Hi,
Caleb1994 wrote:As I am beginning to plan out my multitasking scheme, I was just thinking about how when fork is called, the two processes share the same address space, and therefore share global variables, and upon fork the file descriptor table is simply copied, and all file system node reference counting is increment respectfully.
No - for "fork()" two processes don't share an address space, but one is given a separate copy of the other's address space. Typically this is done with "copy on write" paging tricks, where all pages are marked as "read only" and writes to these pages cause a page fault where the page fault handler creates a copy of the page and marks it as "read/write". Of course if a newly forked process calls "fork()" then you can have 3 processes all sharing the same page (and if the third process calls "fork()" you can have 4 processes sharing a page, etc). Basically you end up with an unlimited number of processes sharing the same page. This means you need reference counting - if the number of processes sharing a page is 1 then the page fault handler can make it "read/write" again without creating a copy of the page; and if the number of processes sharing the page is 2 or more then you have to allocate a new page, copy the data and make the copy of the page "read/write". Also, if a process frees the page then the number of processes sharing the page can be decremented without creating a copy of it; and if a process terminates (or calls "exec()") you get to decrement the "the number of processes sharing the page" for every page. Also, don't forget that any of these pages might be on swap space or part of a memory mapped file. You can see how this can be expensive (extra overhead all over the place) and very complicated.

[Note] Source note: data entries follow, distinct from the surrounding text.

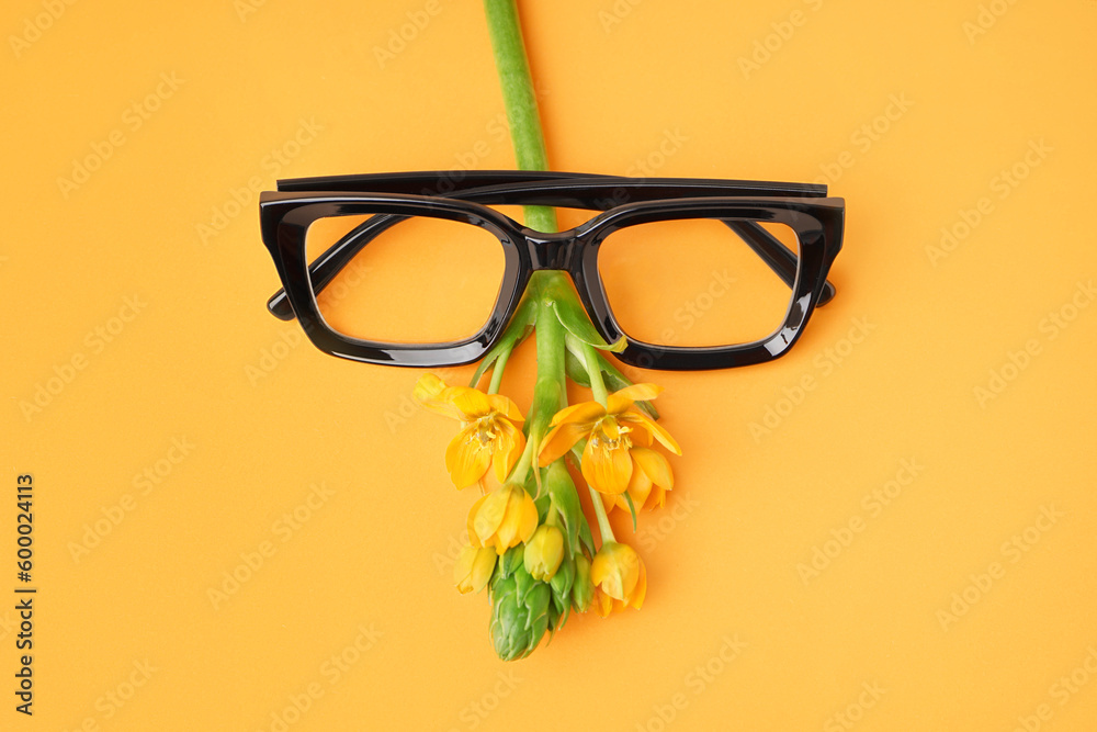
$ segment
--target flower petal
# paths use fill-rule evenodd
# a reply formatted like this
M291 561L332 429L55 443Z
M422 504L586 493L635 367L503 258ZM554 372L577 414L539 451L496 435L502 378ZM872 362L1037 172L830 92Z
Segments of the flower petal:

Spawning a thread is simple - the new thread shares the same address space, and you don't need to clone the address space.
Spawning a process is simple too - the new thread has an entirely new address space, and you don't need to clone the address space.
Caleb1994 wrote:If the process to fork a task and to spawn a task thread is similar enough, would it not be possible to have a function which spawns a new thread, simply by calling fork, then setting a few flags or fields in the task structure to indicate it is a child thread of another process?
You can have a "meta thing". For example, the kernel could have a low level function to create a task, that accepts a bunch of other variables that tell it to either create a new address space, clone an existing address space or use an existing address space; and tell it to either clone file handles or not; and tell it to either clone signal handling or not; etc. This is how Linux does it.
You can also decide that "fork()" is a stupid pain in the neck, and avoid massive amounts of complexity and overhead by refusing to support it (and only supporting spawning threads and spawning processes). This is how I do it (but I don't care about POSIX compatibility).
Cheers,
Brendan